My issues with it are as follows:
I think the OppOpp is weighted too high and I'd find some way to lower it slightly.
Second, Since there is so much parity in the game, the QWB doesn't accurately reflect the quality of teams you beat. I mean really, number 20 is not so much different than number 30. I'd lower the QWB cutoff to top 10 teams vs top 20 or 15.
three, it seems to me that once a team clinches a spot, they don't play quite as hard as they did previously. it's not egregious, but enough to make a difference. so i'd find a way to reduce the effect of beating a team that has already clinched.
 
Re: How to improve the Pairwise

(copied from the other thread)

If you introduce a fourth criteria, you open the system up to that many more 2-2 pair ties which would result in more ties broken by RPI.

If the fourth criteria is one in which all or most teams will have data, it will result in fewer ties overall, because H2H comes up in maybe 1/3 of team comparisons and often less (depending on a team's conference they're playing maybe as few as 12 or as many as 20 opponents over the course of the season). That means that currently, most comparisons are decided only by RPI and common opponents, and since the RPI is the tiebreaker, that means most comparisons are really decided only by RPI because common opponents alone isn't enough to overcome RPI.
 
Re: How to improve the Pairwise

theres really nothing wrong with it. conference winners get AQs which i know is controversial to begin in. But win ur games. Thats all that matters.
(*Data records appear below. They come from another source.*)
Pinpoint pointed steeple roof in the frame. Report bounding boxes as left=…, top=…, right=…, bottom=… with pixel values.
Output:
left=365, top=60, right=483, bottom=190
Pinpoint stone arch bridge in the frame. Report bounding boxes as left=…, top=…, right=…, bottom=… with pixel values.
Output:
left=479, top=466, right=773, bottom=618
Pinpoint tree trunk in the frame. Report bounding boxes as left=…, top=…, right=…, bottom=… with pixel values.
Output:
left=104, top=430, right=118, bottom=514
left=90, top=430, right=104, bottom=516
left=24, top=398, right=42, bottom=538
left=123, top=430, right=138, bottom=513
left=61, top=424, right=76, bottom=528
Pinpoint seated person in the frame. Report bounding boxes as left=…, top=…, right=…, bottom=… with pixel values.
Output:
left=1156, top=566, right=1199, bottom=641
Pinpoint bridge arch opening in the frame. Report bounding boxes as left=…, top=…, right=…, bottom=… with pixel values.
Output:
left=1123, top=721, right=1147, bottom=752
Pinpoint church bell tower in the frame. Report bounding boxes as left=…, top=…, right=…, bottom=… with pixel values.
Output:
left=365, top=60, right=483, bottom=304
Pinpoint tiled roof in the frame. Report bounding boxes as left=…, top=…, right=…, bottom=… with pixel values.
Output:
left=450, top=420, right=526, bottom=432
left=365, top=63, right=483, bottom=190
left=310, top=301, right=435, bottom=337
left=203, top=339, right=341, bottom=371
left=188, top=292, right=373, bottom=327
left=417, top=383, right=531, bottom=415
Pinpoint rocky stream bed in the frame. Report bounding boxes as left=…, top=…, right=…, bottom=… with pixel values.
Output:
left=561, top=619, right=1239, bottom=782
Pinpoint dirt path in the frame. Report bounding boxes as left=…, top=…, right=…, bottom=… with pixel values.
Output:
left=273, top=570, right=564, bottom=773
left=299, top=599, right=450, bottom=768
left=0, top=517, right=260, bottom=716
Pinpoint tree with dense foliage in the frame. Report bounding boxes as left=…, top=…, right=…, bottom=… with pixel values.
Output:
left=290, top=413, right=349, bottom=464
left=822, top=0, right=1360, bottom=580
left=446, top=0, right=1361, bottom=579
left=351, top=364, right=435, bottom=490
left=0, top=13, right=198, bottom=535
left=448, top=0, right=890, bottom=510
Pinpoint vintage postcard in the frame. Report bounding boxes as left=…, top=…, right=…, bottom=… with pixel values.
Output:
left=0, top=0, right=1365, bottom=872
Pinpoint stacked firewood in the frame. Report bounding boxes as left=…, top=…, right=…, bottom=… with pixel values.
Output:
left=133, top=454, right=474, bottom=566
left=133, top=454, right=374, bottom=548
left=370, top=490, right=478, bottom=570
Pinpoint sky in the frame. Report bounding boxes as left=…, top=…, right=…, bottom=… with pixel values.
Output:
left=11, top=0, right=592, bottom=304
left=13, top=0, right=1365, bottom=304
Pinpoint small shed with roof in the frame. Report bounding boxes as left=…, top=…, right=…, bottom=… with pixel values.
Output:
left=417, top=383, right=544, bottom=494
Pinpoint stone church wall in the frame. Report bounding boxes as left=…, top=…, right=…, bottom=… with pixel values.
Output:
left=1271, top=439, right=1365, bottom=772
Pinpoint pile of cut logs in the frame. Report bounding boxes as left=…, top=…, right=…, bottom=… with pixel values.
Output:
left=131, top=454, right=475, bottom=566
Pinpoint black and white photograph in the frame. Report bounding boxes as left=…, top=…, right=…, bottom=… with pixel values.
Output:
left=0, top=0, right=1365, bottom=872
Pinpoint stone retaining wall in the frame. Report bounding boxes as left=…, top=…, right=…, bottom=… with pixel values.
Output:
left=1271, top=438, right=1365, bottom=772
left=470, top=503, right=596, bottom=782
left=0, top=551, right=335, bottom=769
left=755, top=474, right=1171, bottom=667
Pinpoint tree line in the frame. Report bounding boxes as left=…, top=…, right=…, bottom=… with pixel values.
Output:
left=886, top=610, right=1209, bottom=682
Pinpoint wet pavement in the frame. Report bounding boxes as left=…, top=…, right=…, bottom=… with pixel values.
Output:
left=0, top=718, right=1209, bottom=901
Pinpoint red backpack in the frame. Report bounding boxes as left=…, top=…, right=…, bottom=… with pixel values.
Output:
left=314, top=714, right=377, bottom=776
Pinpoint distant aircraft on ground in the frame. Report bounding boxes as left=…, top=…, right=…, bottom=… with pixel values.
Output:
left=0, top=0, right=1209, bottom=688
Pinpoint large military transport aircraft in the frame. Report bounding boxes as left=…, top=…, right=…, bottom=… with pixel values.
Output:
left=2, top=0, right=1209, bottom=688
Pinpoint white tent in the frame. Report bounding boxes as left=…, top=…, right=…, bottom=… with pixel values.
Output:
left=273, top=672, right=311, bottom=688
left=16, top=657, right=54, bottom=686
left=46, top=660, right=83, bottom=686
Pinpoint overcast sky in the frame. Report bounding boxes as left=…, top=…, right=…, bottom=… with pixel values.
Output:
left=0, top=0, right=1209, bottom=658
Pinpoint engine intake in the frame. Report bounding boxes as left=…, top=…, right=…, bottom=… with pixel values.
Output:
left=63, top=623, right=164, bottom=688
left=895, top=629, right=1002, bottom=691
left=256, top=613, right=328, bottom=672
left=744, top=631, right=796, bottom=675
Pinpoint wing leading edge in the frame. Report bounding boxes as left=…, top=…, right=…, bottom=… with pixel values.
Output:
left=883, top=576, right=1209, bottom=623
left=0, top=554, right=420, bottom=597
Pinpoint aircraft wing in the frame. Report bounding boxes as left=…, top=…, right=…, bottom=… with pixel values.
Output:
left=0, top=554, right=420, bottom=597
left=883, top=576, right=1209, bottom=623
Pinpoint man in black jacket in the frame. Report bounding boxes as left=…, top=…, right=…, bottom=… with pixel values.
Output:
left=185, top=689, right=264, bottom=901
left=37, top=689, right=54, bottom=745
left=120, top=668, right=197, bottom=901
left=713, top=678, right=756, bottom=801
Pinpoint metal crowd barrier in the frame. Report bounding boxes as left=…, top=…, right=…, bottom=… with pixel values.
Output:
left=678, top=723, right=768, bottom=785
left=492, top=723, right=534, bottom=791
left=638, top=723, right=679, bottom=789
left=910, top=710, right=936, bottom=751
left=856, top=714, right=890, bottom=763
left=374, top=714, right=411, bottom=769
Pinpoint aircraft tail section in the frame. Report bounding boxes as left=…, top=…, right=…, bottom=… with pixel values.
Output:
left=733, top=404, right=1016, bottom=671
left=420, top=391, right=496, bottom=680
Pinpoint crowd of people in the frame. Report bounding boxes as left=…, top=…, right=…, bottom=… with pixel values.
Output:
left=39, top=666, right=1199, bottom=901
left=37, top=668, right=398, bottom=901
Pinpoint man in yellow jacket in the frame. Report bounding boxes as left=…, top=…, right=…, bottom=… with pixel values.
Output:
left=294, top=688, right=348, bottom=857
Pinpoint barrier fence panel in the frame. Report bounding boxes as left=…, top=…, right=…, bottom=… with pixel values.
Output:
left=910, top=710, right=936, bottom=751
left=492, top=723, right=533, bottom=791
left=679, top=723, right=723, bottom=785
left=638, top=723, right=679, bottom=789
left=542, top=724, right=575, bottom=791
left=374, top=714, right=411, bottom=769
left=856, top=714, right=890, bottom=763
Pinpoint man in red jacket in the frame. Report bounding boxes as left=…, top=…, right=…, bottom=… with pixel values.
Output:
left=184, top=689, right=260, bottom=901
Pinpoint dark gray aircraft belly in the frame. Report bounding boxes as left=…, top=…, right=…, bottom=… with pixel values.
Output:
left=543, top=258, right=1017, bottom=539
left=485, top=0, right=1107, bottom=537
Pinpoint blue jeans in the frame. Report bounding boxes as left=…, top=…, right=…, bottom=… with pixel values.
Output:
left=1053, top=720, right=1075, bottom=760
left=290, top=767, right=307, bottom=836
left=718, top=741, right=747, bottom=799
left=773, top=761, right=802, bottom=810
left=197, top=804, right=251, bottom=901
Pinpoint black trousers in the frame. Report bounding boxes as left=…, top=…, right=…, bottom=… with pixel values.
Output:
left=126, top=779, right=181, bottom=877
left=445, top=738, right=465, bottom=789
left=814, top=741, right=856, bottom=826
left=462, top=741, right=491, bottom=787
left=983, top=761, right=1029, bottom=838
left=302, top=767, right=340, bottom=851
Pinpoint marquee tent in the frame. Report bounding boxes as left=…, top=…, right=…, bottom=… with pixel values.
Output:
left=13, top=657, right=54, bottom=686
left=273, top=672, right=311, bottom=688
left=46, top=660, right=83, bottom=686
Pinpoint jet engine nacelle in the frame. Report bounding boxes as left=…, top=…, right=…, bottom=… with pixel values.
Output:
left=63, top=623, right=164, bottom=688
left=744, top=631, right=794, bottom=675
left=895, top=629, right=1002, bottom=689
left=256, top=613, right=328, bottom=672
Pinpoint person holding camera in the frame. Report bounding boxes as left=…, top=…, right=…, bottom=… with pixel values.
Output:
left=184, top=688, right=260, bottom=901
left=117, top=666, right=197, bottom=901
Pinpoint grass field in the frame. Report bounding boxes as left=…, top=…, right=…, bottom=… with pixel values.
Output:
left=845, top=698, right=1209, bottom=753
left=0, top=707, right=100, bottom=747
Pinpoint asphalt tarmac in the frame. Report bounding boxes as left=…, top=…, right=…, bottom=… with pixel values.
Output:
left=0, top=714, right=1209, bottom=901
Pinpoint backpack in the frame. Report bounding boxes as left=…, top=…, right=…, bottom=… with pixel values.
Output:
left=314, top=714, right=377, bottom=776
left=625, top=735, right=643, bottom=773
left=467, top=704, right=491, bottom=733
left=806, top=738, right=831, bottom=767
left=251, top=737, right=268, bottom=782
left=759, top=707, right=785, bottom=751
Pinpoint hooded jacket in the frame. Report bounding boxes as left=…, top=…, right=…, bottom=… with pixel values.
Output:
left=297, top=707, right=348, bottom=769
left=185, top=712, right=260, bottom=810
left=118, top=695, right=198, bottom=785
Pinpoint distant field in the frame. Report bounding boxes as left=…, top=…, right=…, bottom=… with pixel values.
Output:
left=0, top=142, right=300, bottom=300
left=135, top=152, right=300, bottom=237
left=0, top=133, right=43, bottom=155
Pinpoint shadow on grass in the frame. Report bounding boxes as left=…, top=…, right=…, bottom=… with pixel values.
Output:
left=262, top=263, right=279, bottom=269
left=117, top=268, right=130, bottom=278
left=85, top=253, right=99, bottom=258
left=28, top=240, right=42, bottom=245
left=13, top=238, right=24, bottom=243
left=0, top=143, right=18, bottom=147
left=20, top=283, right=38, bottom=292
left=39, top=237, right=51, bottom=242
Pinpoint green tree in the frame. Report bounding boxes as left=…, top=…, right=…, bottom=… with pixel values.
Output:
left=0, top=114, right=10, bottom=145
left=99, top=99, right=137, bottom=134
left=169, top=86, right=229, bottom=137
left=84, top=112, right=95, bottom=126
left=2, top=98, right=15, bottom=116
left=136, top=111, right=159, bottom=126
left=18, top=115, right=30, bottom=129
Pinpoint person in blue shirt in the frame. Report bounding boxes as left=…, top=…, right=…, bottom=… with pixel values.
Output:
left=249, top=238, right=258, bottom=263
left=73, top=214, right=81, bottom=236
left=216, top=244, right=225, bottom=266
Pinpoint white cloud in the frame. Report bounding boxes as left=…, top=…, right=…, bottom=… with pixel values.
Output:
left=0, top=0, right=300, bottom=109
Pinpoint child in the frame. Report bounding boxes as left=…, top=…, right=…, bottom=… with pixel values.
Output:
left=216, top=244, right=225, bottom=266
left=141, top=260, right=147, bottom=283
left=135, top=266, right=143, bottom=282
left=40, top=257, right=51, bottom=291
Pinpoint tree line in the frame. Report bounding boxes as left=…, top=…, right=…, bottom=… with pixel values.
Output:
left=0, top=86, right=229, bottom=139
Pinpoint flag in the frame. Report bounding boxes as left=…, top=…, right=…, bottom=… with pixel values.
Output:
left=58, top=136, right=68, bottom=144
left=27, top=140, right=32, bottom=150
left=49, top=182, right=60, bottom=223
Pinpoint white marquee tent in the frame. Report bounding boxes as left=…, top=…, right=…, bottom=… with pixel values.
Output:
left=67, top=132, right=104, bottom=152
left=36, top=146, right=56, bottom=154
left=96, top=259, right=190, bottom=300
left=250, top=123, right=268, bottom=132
Bad losses are gonna hurt u

I brought up injuries or missing key players (World juniors, suspensions) and when(young inexperienced in the fall(freshmen) vs spring) you play strong/weak teams are big factors.
Not sure how you would do this mathematically. Maybe weighting factors?

The biggest thing would be to get the NCAA to let them play more games (non-conference) later in the year. It is weighted way too heavily on results early in the year.

SCSU swept Minnesota in Nov but I don't know if we get the same result if we play them in Feb.